Sicilian photographer Mimi Mollica is known for his close observations of people and the environments they inhabit, producing community-led photographic exposés that show neither the best nor the worst, but the truth of a place and its people.
With his latest photographic series, East London Up Close, published by Hoxton Mini Press as part of its ongoing endeavour to purvey accessible and affordable photography books, Mimi has truly used his lens like a microscope, capturing extraordinary tableaus of the uniquely contrasting and surprisingly harmonious across the vivid backdrop of East London.
The result is an ecstatic, joyful and candidly awkward capture of a diverse community that has an almost evidential and confrontational feel. With a tone that is both uncomfortable and familiar, it is as if we are being granted access to something that we’ve been ignoring all along: all ingrained with spontaneity and liveliness found in the streets, people, architecture, wildlife and warmth that, similarly to Mimi, calls East London their home.

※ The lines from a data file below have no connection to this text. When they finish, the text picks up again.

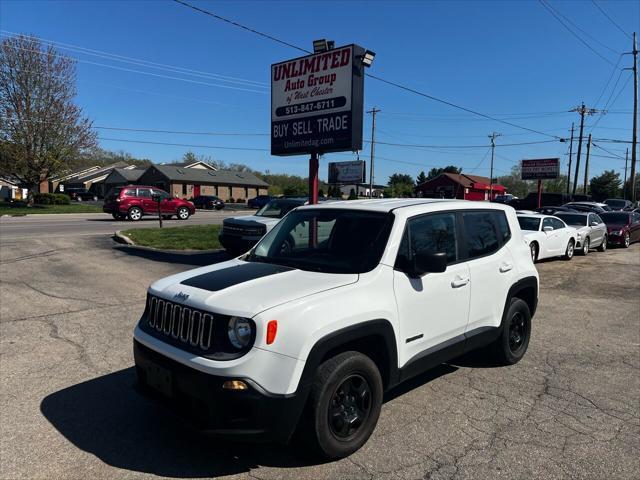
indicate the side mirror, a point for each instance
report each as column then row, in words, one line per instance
column 428, row 263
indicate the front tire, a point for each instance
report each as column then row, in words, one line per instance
column 183, row 213
column 568, row 253
column 603, row 245
column 134, row 214
column 344, row 405
column 512, row 344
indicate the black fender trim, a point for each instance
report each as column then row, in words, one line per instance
column 518, row 287
column 374, row 328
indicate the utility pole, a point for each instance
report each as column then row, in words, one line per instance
column 373, row 112
column 570, row 154
column 582, row 110
column 624, row 184
column 493, row 147
column 586, row 166
column 634, row 141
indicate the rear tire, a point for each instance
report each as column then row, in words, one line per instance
column 344, row 405
column 134, row 214
column 603, row 245
column 584, row 251
column 568, row 254
column 512, row 344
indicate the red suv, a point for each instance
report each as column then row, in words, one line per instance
column 134, row 201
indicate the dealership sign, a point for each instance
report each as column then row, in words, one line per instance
column 540, row 169
column 317, row 102
column 346, row 172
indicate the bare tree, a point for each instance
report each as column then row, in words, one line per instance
column 42, row 131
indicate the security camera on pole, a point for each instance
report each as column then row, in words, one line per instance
column 317, row 104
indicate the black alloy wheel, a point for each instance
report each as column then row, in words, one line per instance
column 517, row 332
column 349, row 407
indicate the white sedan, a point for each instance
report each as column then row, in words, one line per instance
column 548, row 236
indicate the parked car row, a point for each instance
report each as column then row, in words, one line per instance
column 567, row 232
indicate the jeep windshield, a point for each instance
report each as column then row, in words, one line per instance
column 326, row 240
column 278, row 208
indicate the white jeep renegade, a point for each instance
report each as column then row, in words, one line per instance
column 335, row 305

This humanity and giddiness are alive in his portraits and landscapes, where Mimi finds an eclectic authenticity in the smallest scene and beautifully contrasts the aggressive and the soft. In the end, Mimi’s work is fundamentally human; it feels impulsive and instinctual, all whilst finding wonderfully captivating moments in seemingly mundane environments.
East London Up Close is released on 18 March, available from and published by Hoxton Mini Press, featuring an introduction from Rachel Segal Hamilton.